RBS's return to profitability may increase focus on its inability to pay dividends. The bank is in discussions to repay the £1.5 billion Dividend Access Share, which currently prevents it from making payouts to shareholders. Resolving this issue could pave the way for future dividend payments.

For RBS shareholders, the establishment of a bad bank could potentially lead to a more stable and profitable core bank. However, RBS is still unable to pay dividends due to a £1.5 billion Dividend Access Share, which it is in talks to repay.

The changes at RBS are being overseen by the new chief executive, Ross McEwan, who took over in September. His priorities include managing the bank's toxic assets through the bad bank, addressing mis-selling provisions, and cooperating with investigations into potential wrongdoing by RBS staff.

While the bad bank strategy aims to manage toxic assets effectively, there are risks such as the potential for further financial losses if the assets do not perform as expected. Additionally, ongoing investigations and legal issues could impact RBS's reputation and financial standing.

RBS is facing several legal challenges, including a $US800-million lawsuit filed by Fannie Mae, which alleges that RBS and other banks manipulated global borrowing rates. Additionally, RBS is involved in a worldwide probe into potential manipulation of the foreign exchange market.

RBS considered more radical options, such as setting up a new state-backed body to manage bad assets. However, the bad bank strategy was chosen as the least disruptive option, allowing RBS to manage its toxic assets separately while maintaining its core operations.

RBS has set aside billions of pounds to address past mis-selling issues, including payment protection insurance and interest rate swap mis-selling. The bank may announce further charges as it continues to resolve these issues.

RBS is facing several legal challenges, including a lawsuit filed by Fannie Mae alleging manipulation of global borrowing rates. Additionally, RBS is involved in investigations into potential foreign exchange market manipulation and has settled with authorities over Libor-rigging.

RBS's cooperation with international inquiries, such as the investigation into foreign exchange market manipulation, demonstrates its commitment to transparency and compliance. This cooperation is crucial for rebuilding trust with regulators and investors.

Ross McEwan is the new chief executive of RBS, having taken over from Stephen Hester in September. His priorities include overseeing the bank's return to profitability, managing the bad bank strategy, and addressing ongoing legal and regulatory challenges.

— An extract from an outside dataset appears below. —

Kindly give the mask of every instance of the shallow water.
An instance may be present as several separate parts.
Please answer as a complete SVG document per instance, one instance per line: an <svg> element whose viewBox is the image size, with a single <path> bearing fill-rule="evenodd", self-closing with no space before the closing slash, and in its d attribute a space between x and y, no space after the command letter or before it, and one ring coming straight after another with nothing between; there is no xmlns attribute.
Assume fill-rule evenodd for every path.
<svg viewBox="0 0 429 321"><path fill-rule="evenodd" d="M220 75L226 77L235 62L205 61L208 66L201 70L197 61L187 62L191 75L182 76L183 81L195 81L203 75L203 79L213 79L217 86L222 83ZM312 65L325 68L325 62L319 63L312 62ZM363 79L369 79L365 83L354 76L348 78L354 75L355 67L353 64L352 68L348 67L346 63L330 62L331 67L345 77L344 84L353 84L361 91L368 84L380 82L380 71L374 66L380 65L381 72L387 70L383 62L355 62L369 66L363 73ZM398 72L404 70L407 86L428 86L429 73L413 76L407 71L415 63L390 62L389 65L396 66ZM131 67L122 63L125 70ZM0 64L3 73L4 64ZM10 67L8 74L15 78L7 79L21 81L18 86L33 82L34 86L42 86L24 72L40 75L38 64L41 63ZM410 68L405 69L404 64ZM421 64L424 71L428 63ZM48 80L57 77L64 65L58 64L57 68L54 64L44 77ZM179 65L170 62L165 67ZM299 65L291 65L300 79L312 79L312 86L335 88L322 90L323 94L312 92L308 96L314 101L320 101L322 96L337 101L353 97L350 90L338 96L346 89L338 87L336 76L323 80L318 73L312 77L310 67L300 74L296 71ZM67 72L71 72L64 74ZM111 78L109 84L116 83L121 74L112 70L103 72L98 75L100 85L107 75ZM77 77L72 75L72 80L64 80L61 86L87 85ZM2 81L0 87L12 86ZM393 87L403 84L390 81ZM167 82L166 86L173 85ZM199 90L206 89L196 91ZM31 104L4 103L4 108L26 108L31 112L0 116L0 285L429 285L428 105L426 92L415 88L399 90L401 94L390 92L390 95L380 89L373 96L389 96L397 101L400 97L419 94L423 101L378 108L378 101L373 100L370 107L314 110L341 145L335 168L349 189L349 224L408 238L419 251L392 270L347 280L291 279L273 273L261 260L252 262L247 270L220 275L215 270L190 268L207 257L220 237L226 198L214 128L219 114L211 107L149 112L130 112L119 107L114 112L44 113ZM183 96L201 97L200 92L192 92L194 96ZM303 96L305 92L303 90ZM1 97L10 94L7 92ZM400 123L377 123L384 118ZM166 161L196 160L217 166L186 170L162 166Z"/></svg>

RBS's restructuring efforts, including the creation of a bad bank, aim to stabilize the bank's financial position and improve profitability. For investors, these efforts could lead to a more robust and resilient bank, potentially resulting in better returns and the possibility of future dividend payments.

RBS's third-quarter financial results are expected to show a pre-tax profit of £400 million, reversing a loss from the previous year. This positive outcome may increase focus on RBS's inability to pay dividends and its efforts to repay the Dividend Access Share.